I'm now wary, but it would be nice to have the option to ignore the X-Robots-Tag based in the general.php config settings.. Was this a holdover from CraftCMS 2?

RyanRoberts commented 3 years ago

I've also discovered this bug, for me it was because I had ENVIRONMENT=live instead of ENVIRONMENT=production. That's a pretty severe bug for an SEO plugin to have.

bertoost commented 3 years ago

Facing this issue as well.. I used to have dev, staging and prod instead.. this plugin literally checks on production. Not good.

src/services/SeoService.php :: 26
if (CRAFT_ENVIRONMENT !== 'production')
{
    $headers->set('x-robots-tag', 'none, noimageindex');
    return;
}

Neither a plugin of Craft itself should do this hard-coded.

jamiematrix commented 2 years ago

Thank you @bertoost ! Was trying to look for a solution where Google was reporting the x-robots-tag was stopping a client site from being crawled. Our env was set to prod

ineghi commented 2 years ago

Even removing

if (CRAFT_ENVIRONMENT !== 'production')
{
    $headers->set('x-robots-tag', 'none, noimageindex');
    return;
}

is not solving the issue. x-robots-tag is then set to none

jesuismaxime commented 2 years ago

Still got that issue with Craft CMS 4 version.

// services/SeoService.php

$env = getenv('ENVIRONMENT') ?? getenv('CRAFT_ENVIRONMENT');

If I use CRAFT_ENVIRONMENT and not ENVIRONMENT $env return false form the line above. So the header is set to block robots.

If I include both (which is rediculous), as above, now it works.

ENVIRONMENT=production
CRAFT_ENVIRONMENT=production

Why that condition is not based on devMode or disallowRobots Craft config settings? That way you don't have to include specific environmental settings that may be different from one dev to another.

pascalminator commented 2 years ago

Still got that issue with Craft CMS 4 version.

// services/SeoService.php

$env = getenv('ENVIRONMENT') ?? getenv('CRAFT_ENVIRONMENT');

If I use CRAFT_ENVIRONMENT and not ENVIRONMENT $env return false form the line above. So the header is set to block robots.

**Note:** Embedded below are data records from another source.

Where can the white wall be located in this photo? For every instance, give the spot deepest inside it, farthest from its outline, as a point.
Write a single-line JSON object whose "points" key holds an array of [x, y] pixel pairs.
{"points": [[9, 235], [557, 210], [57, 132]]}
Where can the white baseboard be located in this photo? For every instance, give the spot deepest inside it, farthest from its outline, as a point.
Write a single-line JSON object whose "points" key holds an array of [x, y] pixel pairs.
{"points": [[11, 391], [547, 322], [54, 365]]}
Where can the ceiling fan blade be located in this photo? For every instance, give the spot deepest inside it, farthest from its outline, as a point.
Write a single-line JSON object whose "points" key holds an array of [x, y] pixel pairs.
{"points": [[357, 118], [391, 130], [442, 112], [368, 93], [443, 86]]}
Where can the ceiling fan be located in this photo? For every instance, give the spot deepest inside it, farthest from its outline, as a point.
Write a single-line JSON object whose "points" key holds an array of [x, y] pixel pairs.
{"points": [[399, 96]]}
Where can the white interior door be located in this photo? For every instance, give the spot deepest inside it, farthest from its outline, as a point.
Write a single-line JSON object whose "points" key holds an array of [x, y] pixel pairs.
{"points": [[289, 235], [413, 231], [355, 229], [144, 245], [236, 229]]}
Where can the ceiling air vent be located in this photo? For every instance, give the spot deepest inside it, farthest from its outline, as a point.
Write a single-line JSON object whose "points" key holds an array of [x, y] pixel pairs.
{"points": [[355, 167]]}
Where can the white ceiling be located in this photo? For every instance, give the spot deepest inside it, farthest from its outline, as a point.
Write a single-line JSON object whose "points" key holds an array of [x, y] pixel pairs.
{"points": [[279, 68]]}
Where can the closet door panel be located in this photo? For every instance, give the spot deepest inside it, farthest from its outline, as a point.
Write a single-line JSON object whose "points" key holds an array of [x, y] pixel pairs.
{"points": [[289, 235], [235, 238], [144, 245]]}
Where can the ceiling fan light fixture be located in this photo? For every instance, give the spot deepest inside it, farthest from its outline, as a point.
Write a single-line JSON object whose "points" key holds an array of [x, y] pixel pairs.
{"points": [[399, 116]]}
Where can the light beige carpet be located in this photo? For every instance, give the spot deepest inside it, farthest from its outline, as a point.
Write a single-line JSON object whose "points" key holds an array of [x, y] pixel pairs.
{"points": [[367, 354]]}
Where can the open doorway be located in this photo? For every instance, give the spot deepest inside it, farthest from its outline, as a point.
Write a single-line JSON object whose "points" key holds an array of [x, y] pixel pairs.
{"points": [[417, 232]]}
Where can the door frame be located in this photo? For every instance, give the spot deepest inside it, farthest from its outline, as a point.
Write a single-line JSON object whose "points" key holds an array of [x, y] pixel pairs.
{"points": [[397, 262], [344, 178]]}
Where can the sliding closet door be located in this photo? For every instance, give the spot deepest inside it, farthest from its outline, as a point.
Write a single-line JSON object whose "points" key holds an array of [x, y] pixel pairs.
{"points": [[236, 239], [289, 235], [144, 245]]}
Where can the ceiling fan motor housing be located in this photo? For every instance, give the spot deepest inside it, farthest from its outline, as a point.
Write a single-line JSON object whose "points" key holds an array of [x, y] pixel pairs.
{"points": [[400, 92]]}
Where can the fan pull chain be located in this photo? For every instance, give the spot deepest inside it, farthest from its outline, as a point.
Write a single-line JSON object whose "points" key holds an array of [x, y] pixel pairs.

If I include both (which is rediculous), as above, now it works.

ENVIRONMENT=production
CRAFT_ENVIRONMENT=production

Why that condition is not based on devMode or disallowRobots Craft config settings? That way you don't have to include specific environmental settings that may be different from one dev to another.

You just saved my life. Adding ENVIRONMENT=production on top of CRAFT_ENVIRONMENT=production fixed it for me.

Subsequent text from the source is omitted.